As an HTTP response, you'll get a JSON document whose result/fulfillment/speech value contains the agent's reply.

Fuel.get("/query",
        listOf("query" to my_chat_view.inputText))
        .responseJson { _, _, result ->
    val reply = result.get().obj()
                    .getJSONObject("result")
                    .getJSONObject("fulfillment")
                    .getString("speech")

    // More code here
}

To render the reply inside the ChatView widget, you must again build another  Message object. This time, however, its owner must be the agent. Additionally, to render the message on the right-hand side, you must pass true to its  setRight() method.

my_chat_view.send(Message.Builder()
        .setRight(true)
        .setUser(agent)
        .setText(reply)
        .build()
)

If you run the app now, you should be able to chat with the agent.

If you ask the app to convert a weight in kilograms to pounds, however, it'll only give a generic reply. To be able to actually perform the conversion, you must first determine if the WEIGHT intent was triggered. To do so, you can check the value of the  result/metadata/intentName key.

val intent:String? = result.get().obj()
                    .getJSONObject("result")
                    .optJSONObject("metadata")
                    .optString("intentName")
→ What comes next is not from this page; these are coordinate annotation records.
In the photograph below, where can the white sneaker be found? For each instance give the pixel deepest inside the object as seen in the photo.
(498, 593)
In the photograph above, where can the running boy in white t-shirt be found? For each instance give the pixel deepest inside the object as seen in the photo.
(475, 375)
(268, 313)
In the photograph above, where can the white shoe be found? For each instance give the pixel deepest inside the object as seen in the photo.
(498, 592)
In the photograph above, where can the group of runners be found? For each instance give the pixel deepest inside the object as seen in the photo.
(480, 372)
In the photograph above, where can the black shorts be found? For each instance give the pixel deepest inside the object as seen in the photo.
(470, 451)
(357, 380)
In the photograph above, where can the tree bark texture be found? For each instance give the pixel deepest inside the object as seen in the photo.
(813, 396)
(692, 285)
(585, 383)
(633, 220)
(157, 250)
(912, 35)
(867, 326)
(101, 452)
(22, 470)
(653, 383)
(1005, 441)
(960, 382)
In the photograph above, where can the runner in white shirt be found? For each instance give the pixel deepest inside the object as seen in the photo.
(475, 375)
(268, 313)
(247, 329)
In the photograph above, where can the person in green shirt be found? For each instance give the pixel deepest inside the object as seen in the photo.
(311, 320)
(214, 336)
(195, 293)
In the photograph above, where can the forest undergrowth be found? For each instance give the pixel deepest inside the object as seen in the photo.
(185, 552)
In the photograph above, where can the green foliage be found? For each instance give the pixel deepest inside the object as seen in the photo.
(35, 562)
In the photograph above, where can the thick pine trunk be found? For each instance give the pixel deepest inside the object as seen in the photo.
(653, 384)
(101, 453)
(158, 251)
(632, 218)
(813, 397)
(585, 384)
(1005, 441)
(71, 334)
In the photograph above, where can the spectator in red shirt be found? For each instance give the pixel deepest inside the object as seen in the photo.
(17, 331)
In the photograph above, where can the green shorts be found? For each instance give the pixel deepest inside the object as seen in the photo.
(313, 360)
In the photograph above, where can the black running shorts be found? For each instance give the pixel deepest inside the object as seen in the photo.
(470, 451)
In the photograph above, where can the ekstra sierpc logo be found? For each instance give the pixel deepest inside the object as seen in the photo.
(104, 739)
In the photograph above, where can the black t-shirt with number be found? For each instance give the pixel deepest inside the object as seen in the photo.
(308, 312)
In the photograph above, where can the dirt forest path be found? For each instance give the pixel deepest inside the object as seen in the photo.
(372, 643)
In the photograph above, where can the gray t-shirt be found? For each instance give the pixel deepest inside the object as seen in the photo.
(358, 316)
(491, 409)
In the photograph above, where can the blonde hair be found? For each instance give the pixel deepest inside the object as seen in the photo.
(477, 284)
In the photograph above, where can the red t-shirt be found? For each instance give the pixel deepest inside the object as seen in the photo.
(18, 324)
if(intent!! == "WEIGHT") {
    // More code here
}

Once you are sure that the WEIGHT intent was triggered, you can determine the values of the  unit-weight-name and unit-weight parameters, which will be present inside the  result/parameters object.

// Convert to what
val unitWeightName = result.get().obj()
        .getJSONObject("result")
        .getJSONObject("parameters")
        .getString("unit-weight-name")

// The weight that needs to be converted
val unitWeight = result.get().obj()
        .getJSONObject("result")
        .getJSONObject("parameters")
        .getJSONObject("unit-weight")
        .getDouble("amount")

With the above values, all it takes is simple math and an if-else statement to perform the conversion. To render the result, you will need another Message object. Its owner too must be the agent.

// Perform conversion
val result = if(unitWeightName == "lb") {
    unitWeight * 2.20462
} else {
    unitWeight / 2.20462
}

// Render result
my_chat_view.send(Message.Builder()
    .setRight(true)
    .setUser(agent)
    .setText("That's ${"%.2f".format(result)} $unitWeightName")
    .build()
)

Our app is ready. You should be able to run it now to see that it performs all the conversions correctly.

Conclusion

You now know how to create a friendly and useful agent using Google Dialogflow. In this tutorial, you also learned how to create an appealing interface that people can use while communicating with the agent.